I wrote most of the Statutes of Malan, which appeared as the law codes in Thunder Rebels and Storm Tribe, while stuck in an airport lounge near Newcastle (Oz). I'd previously been reading and taking notes from Welsh triads (full marks Jane) and the Laws of Manu (surprisingly, Indian, but then my use of analogues is seldom direct). I definitely was trying to evoke the form of the Germanic and Anglo-Saxon law as captured in Beowulf, coupled with spirit of the early Welsh and Irish law codes, with their lingering archaic weirdness and avoidance of too direct a rationality.

James:

>well indeed into Icelandic law (for
>instance, the way outlawry works).

Pretty much pan-Northern Europe from at least the fifth century on.

>feud in Barbarian Adventures, for instance, are taken directly from sagas,
>like the horse-fight and the goad and so forth, which IIRC is from Njals
>Saga.

Yes, Ian Cooper has made great use of these as inspirations. And added a uniquely Gloranthan feel as well. Rug throwing, etc. Jest brilliant. :)

>The geography is very Icelandic, with the addition of a couple of
>towns -- but Sartar doesn't even really have villages, which is Iceland all
>over.

I think there are probably more, mixed clan, not-quite-a-tula villages in Sartar than the published sources give credit for. Nothing in the 'real' world is ever as pure or unmixed as our conceptual models suggest, whether its notions of kinship or where and how people live. And most rpgs, for very good reasons, can only provide short 'template' type summaries of what will in reality be very complex situations. For most of our storytelling of course, this can be quite safely ignored. But there's something very C20 Western about a notion of interlocked, discretely bounded tulas and pure unmixed clans.
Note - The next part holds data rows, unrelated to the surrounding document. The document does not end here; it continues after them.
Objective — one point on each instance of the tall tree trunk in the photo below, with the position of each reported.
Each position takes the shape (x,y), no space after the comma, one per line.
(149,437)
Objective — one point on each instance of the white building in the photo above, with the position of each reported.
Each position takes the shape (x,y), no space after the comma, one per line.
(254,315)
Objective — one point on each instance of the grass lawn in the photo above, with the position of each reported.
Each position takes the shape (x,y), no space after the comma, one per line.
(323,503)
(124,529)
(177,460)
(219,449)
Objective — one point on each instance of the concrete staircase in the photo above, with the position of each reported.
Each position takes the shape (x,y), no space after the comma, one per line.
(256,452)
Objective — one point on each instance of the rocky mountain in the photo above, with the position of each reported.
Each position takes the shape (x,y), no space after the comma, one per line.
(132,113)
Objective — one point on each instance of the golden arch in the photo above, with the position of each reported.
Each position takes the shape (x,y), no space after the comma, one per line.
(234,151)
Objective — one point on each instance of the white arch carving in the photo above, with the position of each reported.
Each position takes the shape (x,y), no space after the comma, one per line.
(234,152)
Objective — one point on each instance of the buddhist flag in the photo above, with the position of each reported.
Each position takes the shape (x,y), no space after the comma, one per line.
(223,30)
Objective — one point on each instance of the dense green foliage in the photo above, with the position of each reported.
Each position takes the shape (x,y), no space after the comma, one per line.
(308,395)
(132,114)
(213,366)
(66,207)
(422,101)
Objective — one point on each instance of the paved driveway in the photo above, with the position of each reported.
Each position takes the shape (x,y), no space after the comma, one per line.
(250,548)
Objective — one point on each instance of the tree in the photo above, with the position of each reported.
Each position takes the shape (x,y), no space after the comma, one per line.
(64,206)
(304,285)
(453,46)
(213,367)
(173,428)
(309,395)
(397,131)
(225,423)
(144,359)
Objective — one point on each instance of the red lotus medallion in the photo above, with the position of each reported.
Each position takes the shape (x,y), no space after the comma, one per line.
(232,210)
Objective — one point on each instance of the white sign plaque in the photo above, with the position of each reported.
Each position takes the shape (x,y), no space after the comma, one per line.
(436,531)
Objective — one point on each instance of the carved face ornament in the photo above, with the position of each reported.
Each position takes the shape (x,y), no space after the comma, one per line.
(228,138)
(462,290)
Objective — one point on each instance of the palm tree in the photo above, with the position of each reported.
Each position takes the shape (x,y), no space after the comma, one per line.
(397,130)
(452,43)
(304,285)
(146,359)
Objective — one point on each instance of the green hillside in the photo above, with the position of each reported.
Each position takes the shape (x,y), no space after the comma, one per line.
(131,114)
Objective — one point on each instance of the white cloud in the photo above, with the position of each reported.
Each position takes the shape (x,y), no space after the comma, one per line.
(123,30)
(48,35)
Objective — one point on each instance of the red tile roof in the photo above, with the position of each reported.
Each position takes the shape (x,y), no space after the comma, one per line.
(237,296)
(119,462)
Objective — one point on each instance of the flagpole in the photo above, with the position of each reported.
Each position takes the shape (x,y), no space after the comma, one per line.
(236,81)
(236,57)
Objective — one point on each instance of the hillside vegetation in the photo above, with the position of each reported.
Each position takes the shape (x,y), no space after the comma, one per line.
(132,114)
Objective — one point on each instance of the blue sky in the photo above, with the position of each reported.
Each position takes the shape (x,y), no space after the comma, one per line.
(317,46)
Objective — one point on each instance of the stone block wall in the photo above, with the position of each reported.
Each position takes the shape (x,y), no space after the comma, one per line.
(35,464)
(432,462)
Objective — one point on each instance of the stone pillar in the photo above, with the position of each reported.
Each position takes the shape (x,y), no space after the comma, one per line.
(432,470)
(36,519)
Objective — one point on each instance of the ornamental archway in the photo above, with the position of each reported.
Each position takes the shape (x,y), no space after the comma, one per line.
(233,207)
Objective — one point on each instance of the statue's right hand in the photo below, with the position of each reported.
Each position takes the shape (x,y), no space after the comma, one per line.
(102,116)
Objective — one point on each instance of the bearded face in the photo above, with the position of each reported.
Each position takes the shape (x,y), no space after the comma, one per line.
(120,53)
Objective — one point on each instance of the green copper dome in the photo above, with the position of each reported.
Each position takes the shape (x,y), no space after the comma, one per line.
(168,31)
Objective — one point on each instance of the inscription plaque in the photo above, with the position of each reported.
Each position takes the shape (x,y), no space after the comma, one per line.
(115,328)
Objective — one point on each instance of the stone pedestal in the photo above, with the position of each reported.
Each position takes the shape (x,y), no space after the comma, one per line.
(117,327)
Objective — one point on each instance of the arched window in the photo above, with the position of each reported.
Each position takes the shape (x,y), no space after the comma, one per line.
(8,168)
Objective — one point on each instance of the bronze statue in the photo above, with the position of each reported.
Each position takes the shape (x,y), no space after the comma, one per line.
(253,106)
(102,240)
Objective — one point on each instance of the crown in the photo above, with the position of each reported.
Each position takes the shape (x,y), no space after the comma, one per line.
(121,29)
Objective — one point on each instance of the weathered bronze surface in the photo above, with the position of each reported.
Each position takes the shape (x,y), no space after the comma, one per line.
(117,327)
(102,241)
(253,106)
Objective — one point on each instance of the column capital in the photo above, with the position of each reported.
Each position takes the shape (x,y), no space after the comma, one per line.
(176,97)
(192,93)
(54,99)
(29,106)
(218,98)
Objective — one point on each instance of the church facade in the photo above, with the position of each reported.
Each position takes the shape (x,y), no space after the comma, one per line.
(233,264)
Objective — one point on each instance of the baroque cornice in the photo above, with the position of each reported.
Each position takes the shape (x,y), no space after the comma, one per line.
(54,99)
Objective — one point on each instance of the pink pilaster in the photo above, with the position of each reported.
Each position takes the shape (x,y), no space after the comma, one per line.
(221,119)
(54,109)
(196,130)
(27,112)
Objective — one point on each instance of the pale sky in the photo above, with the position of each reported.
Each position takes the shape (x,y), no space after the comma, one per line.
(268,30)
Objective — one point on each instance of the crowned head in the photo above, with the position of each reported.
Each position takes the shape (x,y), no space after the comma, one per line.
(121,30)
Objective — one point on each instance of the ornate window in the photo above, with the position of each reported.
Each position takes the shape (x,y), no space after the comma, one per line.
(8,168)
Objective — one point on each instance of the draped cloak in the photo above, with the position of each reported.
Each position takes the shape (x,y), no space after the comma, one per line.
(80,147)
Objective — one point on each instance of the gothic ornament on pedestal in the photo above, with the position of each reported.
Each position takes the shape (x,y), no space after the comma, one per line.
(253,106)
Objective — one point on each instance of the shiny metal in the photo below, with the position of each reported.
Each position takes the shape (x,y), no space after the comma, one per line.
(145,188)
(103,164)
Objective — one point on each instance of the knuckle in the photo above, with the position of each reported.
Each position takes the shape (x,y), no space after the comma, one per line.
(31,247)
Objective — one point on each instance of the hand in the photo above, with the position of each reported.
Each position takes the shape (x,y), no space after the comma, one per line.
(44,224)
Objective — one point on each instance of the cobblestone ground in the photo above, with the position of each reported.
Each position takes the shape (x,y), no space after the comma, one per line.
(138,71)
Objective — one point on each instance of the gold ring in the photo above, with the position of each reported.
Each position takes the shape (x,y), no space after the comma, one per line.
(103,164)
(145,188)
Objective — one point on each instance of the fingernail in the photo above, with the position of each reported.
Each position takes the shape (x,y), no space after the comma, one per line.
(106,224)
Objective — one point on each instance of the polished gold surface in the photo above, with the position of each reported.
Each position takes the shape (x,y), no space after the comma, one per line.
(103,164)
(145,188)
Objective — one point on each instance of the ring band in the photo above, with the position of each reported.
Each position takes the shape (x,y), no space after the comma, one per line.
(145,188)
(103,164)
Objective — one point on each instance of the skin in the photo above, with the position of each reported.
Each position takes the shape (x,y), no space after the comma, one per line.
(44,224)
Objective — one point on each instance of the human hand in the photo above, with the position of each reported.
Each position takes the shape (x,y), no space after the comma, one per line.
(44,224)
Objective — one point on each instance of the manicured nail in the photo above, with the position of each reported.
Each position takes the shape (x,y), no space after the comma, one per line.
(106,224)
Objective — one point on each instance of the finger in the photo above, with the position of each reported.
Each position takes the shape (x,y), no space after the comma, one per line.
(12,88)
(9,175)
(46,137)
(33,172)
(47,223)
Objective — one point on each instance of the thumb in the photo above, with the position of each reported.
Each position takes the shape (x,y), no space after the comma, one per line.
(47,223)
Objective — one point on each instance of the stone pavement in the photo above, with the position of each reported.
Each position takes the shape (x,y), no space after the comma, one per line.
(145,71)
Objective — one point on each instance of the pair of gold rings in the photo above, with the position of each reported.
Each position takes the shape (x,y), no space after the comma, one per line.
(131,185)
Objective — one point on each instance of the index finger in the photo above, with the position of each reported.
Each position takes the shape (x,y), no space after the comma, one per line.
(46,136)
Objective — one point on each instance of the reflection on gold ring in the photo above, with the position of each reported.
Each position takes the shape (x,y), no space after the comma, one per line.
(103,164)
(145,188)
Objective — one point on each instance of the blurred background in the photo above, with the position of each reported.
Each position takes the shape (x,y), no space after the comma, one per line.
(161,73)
>So while there are Irish or Welsh elements, I don't think it's possible to
>say that the Heortling culture is predominantly one or the other

Exactly. Analogues are helpful in opening the imagination, but they always fall short. In naming any analogue, you also have to be explicit about what it *doesn't* model. Iceland, frr instance, had no notion of clans, which is pretty central to most Heortling concepts and absolutely pivotal to Heortling law. And Iceland's own radical experiments in law almost led to the extinction of the Island's population in just a few centuries - hardly a model for a self-sustaining system that has endured thousands of years.

>, partly
>because it's such a mishmash and partly because the RW cultures influenced
>each other and were similar to each other.

And because we see the past and other cultures through lens of our own grinding. And because Glorantha has a different magical (and indeed physical) ecology. Gods and feats and non-human technologies are always going to make a *big* difference even if people still dress in plaided pants and wave swords at strangers.

Heortling culture is Heortling culture. We've collectively imagined a system that works according to its own laws genre, and unique mythologic. And rather than being a virtual world model where everything is computed and mapped down to the last bit, its always been primarily an evocation and a background for stories and games, so there's a tolerance (indeed a necessity) for a range of personal variation, and a healthy capacity for the varied demands of drama, genre, poetry, duck banditry and Humakti Death Song Berserk. Add Greg''s wonderful way of using 'historical' sources to evoke but not to direct - there's always *something* wrong or inaccurate therein - and we have a highly cohesive and evocative descriptive matrix with lots of campaign freedom built in as well.